In: Computer Science

Toyota (GB) have implemented the Entropy System at their head office in Epsom, two training centres...

Toyota (GB) have implemented the Entropy System at their head office in Epsom, two training centres in Salford and Nottingham, and two vehicle distribution centres in Portbury and Burnaston. It provides a centralised system for data capture and is used for HSEQ task management. It is also used to manage a range of internal audits for HSEQ regulatory compliance, HSEQ standards compliance and internal process verification/validation.

Toyota (GB) have built their need for compliance systems over a number of years. In 1991 it was felt that for Toyota to compete within the UK fleet market, it would be beneficial to achieve compliance with the quality standard BS5750, which later became ISO 9001. In 1995 a quality department was set up and the various departmental and site systems created over the past 4 years were amalgamated into one centralised management system.

In 1999, as part of their commitment to the environment, Toyota Motor Corporation announced the requirement for all manufacturing sites to achieve compliance with the environmental standard ISO 14001; a second directive soon followed requesting all overseas distributors to follow suit.

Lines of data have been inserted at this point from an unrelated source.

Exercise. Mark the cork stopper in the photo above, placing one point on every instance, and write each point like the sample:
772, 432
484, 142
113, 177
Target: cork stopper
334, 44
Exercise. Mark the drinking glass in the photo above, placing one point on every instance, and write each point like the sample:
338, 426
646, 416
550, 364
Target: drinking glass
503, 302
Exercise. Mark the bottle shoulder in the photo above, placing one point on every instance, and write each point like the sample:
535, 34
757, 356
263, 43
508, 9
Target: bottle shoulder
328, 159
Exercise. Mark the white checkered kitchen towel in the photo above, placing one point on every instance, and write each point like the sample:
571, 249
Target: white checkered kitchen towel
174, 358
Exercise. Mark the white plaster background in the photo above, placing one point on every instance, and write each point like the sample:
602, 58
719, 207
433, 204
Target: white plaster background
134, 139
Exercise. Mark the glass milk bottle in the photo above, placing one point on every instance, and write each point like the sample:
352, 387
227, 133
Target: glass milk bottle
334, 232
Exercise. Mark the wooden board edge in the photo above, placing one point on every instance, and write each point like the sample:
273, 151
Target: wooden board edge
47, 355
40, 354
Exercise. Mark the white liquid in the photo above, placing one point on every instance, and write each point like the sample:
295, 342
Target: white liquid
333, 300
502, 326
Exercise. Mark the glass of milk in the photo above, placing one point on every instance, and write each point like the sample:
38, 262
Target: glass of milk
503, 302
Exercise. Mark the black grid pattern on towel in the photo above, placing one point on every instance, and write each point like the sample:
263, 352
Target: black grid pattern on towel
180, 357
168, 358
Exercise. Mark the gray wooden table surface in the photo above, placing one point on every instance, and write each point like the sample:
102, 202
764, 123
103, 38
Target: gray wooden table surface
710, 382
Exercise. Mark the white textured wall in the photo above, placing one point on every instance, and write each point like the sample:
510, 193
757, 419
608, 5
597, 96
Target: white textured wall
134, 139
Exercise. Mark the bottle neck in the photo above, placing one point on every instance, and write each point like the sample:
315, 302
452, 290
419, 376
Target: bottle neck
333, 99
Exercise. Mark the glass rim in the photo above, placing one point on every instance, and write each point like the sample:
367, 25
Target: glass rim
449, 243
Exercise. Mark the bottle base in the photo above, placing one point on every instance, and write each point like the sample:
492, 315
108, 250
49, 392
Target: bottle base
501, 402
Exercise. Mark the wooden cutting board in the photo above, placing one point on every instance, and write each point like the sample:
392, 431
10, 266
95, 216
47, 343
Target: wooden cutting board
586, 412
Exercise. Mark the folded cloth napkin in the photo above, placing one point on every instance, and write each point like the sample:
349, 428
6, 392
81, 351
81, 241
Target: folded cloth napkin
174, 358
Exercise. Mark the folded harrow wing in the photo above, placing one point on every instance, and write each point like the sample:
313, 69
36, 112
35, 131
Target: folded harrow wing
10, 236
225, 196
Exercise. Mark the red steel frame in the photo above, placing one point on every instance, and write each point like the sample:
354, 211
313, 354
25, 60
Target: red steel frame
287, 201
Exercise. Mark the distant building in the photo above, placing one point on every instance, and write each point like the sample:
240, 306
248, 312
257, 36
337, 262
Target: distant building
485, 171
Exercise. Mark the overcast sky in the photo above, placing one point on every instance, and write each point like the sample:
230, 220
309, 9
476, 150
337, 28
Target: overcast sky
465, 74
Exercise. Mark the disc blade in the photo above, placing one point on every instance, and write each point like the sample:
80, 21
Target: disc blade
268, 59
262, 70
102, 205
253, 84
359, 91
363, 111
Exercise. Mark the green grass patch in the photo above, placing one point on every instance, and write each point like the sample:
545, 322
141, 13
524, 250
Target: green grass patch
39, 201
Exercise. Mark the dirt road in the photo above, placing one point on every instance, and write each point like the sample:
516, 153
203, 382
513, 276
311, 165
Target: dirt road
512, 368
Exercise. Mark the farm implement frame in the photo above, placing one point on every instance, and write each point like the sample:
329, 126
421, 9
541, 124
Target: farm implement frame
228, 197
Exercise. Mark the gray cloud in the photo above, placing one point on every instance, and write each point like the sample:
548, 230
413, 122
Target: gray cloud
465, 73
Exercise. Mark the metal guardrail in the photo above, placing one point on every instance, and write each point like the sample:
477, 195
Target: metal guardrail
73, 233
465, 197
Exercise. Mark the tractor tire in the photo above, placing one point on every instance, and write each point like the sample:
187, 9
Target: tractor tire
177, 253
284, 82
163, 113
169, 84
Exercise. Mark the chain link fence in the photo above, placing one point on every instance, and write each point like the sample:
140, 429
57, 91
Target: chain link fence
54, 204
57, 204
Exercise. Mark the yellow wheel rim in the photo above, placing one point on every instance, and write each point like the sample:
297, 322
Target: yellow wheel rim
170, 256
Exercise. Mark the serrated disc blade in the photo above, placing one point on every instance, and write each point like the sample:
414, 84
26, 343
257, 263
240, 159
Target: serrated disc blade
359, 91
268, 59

In 1999, a new health & safety standard -OHSAS 18001- was also launched and, upon review, Toyota (GB) soon realised that their system for managing health & safety compliance was not as effective as

it could have been.

Both the above events provided the catalyst for a new business objective to develop an integrated (quality, environment, health & safety) management system in accordance with the requirements of ISO 9001, ISO 14001 and OHSAS 18001.

During the development of the integrated management system, it became apparent that their document management system was unable to record business risks, produce audit checklists, manage and report incidents, provide notification of outstanding tasks, handle objectives or manage audits and non-conformances. In 2001 a team of Toyota managers attended “the annual Royal Society for the Prevention of Accidents conference” to review the range of software solutions available and the Entropy System was concluded to be the most suitable application.

The complete Entropy System was purchased in July 2001 and after an intense period of data inputting, triple certification was achieved in September 2001.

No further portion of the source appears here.